Saakashvili is Governor of Odessa, a port city. He has a longstanding relationship with Turkey, or rather official Turkey. His mother is the rector of the International Black Sea University, which is effectively run by the Turkish state, and has close ties with Turkish business interests who themselves have close ties to, or are members of, the Turkish government.

While Saakashvili was president he gave a number of influential Turkish citizens Georgian passports, at knockdown prices. He didn’t do the same for Turks in general, or even Georgians, who were entitled to Georgian passports, who lived in Russia. He also concocted a transport agreement with Turkey, under which Turkish trucks and buses could cross the Georgian border free of charge while Georgian ones had to pay 800 euro for the privilege. The outcome of this was that most of the Georgian transport companies which once crossed the border went bankrupt, replaced by Turkish ones.

The current President of Turkey has business connections, through his family, with the supply of ISIS oil from Syria and Iraq. Members of his AKP party trade this oil, and those who publish photos of weapons being sent to ISIS are jailed. In most countries, such compromising relationships would render a president liable to investigation and subsequent impeachment – think Clinton and Whitewater, which involved his wife rather than him.

The West arms, trains and funds ISIS. One way it does that is by buying its oil, in an attempt to maintain control of the supply. Now former clients of the CIA black ops department, Saakashvili and his gang, have been inserted to Ukraine, the latest US project, and control its ports.

So that is where the ISIS oil must be going. If you look at what went on in the Turkish-controlled ports in Georgia, Batumi and Poti, during Saakashvili’s time, all of which is well documented, this conclusion is inescapable.

Evil is stranger than fiction

Russia is the West’s biggest challenger for control of world energy resources. That is why the West soon abandoned its initial attempts to be friendly to post-Communist Russia: it couldn’t buy it off the way it did everywhere else, it has enough resources of its own. It is also why the West sees anything, war and smuggling included, as fair game in its struggle to retain control, as it is unable to prevail by purely legal means.
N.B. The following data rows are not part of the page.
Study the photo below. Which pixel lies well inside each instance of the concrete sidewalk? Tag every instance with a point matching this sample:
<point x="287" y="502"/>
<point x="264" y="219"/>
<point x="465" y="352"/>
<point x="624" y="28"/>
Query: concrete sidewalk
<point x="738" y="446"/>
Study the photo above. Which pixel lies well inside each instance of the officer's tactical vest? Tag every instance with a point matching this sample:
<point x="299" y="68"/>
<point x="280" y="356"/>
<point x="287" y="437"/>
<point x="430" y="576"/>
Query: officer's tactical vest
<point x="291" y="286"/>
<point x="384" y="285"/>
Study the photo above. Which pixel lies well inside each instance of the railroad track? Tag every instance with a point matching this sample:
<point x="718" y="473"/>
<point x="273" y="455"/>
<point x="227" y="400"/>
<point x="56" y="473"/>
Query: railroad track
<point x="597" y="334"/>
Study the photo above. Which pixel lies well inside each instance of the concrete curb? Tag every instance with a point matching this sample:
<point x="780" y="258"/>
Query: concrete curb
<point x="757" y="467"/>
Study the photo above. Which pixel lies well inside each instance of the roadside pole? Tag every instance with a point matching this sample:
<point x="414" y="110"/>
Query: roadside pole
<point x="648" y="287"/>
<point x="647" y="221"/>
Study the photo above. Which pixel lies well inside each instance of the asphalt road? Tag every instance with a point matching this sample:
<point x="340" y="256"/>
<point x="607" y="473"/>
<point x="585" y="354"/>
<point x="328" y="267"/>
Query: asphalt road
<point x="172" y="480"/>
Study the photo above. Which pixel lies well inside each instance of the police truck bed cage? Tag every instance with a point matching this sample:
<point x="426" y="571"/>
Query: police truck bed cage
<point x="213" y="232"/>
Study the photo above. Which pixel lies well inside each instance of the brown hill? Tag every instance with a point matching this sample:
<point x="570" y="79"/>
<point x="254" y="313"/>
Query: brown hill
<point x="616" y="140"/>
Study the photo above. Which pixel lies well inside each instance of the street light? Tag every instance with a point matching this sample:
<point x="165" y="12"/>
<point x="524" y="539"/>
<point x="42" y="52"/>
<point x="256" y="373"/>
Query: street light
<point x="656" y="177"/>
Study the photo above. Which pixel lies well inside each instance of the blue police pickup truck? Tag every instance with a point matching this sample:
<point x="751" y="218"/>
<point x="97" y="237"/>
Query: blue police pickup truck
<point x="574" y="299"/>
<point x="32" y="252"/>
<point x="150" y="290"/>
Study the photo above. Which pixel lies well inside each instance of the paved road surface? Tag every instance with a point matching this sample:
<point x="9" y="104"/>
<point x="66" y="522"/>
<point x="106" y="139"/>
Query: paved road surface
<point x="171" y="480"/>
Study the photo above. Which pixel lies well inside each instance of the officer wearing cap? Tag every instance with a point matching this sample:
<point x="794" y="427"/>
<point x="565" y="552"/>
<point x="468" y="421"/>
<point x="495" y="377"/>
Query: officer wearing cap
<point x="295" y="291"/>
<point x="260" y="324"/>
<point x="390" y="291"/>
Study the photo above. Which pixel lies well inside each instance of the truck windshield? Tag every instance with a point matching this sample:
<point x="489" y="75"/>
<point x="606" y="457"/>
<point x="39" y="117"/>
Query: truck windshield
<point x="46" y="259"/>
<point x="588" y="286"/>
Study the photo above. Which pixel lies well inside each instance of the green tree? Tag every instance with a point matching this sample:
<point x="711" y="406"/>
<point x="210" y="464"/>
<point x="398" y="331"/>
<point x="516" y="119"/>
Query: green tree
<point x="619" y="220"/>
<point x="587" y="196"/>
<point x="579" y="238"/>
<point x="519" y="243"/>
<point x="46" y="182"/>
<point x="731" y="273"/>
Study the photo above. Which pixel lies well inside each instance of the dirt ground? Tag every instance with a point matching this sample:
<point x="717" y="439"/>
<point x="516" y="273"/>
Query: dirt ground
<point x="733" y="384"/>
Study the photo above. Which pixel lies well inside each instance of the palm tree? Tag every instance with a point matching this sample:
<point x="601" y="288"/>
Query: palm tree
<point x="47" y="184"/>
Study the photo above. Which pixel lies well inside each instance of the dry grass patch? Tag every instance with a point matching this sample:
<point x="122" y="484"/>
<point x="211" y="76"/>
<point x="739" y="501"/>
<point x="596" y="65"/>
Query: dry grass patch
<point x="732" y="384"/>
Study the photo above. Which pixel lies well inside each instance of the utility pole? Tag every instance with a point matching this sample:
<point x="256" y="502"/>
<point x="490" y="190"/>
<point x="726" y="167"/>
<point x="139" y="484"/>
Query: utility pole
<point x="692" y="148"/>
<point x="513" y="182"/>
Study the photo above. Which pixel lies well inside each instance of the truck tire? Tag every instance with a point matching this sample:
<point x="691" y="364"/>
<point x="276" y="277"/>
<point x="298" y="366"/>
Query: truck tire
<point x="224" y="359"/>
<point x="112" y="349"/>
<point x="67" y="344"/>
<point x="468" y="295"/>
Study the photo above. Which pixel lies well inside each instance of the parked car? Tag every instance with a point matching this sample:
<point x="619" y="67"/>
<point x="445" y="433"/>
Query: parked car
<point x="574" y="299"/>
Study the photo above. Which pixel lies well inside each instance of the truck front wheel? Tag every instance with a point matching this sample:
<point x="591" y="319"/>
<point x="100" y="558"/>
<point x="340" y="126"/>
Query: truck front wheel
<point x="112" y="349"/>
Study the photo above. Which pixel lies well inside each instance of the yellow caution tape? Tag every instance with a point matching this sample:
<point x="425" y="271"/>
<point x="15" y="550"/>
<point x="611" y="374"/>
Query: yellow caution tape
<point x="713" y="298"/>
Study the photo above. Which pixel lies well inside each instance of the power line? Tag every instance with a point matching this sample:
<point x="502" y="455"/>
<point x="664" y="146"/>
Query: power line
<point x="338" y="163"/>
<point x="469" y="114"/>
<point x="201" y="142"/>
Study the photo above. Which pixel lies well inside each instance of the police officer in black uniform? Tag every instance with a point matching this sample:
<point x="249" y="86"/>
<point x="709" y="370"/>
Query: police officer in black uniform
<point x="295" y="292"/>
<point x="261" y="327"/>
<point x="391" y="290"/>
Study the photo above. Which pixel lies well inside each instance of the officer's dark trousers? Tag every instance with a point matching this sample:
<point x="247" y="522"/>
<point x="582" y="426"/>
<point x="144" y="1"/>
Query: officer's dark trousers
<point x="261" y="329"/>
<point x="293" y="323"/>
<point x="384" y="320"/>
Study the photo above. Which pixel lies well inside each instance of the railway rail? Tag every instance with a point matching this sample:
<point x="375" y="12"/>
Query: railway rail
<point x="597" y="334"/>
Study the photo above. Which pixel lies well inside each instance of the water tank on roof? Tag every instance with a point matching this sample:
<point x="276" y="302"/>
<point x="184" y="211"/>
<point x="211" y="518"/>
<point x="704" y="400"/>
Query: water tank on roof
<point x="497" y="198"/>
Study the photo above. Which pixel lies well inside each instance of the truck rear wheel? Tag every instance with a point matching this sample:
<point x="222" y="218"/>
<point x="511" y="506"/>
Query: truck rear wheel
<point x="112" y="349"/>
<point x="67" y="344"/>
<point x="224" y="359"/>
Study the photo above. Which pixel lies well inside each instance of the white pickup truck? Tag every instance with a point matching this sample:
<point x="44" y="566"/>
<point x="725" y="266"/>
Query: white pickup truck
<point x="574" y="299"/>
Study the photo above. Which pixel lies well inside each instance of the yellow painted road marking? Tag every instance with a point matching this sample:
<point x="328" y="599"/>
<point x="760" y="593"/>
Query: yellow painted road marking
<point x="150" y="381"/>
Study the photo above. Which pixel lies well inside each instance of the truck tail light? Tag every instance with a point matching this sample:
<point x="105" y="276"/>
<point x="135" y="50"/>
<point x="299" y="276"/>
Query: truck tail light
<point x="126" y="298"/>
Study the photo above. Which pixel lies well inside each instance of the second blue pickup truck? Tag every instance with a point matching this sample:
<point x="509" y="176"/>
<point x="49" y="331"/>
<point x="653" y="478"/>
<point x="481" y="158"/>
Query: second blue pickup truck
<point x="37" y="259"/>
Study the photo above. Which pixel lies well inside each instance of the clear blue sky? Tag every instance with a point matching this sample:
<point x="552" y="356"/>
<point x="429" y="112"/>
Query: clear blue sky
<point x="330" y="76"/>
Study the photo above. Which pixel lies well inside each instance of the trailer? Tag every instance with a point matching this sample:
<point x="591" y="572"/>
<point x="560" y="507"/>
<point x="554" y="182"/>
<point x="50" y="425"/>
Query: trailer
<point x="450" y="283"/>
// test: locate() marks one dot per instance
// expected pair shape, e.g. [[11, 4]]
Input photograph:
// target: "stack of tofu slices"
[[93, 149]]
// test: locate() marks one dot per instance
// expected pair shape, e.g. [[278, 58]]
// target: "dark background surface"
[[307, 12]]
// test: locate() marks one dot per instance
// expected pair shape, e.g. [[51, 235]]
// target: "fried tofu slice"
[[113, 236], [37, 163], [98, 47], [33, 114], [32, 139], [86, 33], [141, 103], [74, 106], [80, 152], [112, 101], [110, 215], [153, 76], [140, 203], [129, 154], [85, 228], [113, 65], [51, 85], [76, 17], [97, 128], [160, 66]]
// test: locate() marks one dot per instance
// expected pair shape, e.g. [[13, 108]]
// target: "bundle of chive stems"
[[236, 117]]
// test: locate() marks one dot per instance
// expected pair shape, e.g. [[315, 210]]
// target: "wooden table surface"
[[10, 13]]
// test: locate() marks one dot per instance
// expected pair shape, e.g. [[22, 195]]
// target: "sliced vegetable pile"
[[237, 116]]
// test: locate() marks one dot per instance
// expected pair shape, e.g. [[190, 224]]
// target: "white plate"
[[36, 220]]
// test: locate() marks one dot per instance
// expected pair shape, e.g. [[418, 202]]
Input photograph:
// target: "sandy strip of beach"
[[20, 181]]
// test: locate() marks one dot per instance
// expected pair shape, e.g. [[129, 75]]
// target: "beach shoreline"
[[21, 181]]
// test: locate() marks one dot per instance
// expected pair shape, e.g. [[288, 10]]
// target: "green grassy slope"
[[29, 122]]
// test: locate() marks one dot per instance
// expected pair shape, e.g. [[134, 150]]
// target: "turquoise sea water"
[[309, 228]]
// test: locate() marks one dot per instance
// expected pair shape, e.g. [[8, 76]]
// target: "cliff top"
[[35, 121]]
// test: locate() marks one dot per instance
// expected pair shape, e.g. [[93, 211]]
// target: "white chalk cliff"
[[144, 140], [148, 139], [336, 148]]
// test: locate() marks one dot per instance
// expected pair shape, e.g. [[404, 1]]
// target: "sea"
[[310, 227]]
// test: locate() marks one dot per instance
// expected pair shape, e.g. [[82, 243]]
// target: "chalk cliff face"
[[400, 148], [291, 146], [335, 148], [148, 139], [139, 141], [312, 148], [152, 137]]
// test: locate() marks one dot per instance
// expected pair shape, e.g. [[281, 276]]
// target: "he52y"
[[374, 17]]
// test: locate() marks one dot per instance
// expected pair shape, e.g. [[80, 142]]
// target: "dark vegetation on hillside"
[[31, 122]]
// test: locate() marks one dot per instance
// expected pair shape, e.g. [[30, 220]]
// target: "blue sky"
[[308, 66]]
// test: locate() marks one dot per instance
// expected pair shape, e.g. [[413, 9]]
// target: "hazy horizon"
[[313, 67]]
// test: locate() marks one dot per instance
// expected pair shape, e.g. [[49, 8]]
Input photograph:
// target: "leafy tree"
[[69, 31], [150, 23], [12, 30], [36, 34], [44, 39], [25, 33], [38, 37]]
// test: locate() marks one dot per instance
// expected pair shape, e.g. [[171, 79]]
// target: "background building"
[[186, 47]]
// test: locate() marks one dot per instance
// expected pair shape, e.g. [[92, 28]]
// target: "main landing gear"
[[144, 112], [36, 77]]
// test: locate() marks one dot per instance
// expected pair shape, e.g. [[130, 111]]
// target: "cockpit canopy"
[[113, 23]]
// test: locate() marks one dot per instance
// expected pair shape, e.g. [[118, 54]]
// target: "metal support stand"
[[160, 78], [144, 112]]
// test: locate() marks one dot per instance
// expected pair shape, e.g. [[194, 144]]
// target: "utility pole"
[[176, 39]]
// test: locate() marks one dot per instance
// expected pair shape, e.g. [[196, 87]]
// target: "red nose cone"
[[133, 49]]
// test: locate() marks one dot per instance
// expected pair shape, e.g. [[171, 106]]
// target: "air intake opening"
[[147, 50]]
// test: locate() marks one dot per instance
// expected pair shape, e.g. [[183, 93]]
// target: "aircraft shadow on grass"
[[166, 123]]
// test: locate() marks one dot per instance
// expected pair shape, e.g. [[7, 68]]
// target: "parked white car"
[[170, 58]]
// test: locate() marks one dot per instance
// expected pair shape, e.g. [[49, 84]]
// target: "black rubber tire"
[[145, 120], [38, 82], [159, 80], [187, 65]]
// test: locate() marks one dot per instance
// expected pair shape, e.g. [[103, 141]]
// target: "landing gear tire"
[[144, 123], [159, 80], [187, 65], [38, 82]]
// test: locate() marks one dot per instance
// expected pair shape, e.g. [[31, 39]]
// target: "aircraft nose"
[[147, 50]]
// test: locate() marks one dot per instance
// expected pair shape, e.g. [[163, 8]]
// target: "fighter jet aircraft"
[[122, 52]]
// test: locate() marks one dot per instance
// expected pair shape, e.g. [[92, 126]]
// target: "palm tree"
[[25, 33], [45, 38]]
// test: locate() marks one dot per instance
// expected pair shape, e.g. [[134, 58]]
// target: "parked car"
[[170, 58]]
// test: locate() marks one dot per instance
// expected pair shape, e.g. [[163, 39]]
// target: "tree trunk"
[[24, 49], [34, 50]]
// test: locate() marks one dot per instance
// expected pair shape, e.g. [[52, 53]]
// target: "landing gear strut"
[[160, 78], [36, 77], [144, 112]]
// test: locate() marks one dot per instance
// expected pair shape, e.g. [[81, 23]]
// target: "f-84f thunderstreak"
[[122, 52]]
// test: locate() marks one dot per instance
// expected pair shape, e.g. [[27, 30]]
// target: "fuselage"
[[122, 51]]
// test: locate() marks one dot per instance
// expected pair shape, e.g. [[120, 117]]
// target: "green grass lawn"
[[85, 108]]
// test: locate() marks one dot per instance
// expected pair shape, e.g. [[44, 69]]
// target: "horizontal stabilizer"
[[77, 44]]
Consequently, Russia has to be made to be on the other side, somehow, even when it is technically on the same side as the West. It is when it is combating ISIS, but not when that disrupts the oil supplies ISIS was inserted to get. Shooting down Russian fighter planes thus serves many purposes, but none of them are good ones.

Percy Bysshe Shelley once wrote a poem entitled “To a Balloon Laden With Knowledge”.

Russia knows very well why the West continues with its wars and what their outcomes are. It also knows the track record of its patsies. This is the knowledge its planes are laden with, and this is what the West is trying to shoot down. But there are enough Saakashvilis in this world to ensure that the truth isn’t going to go away.

Henry Kamens, columnist, expert on Central Asia and Caucasus, exclusively for the online magazine “New Eastern Outlook”.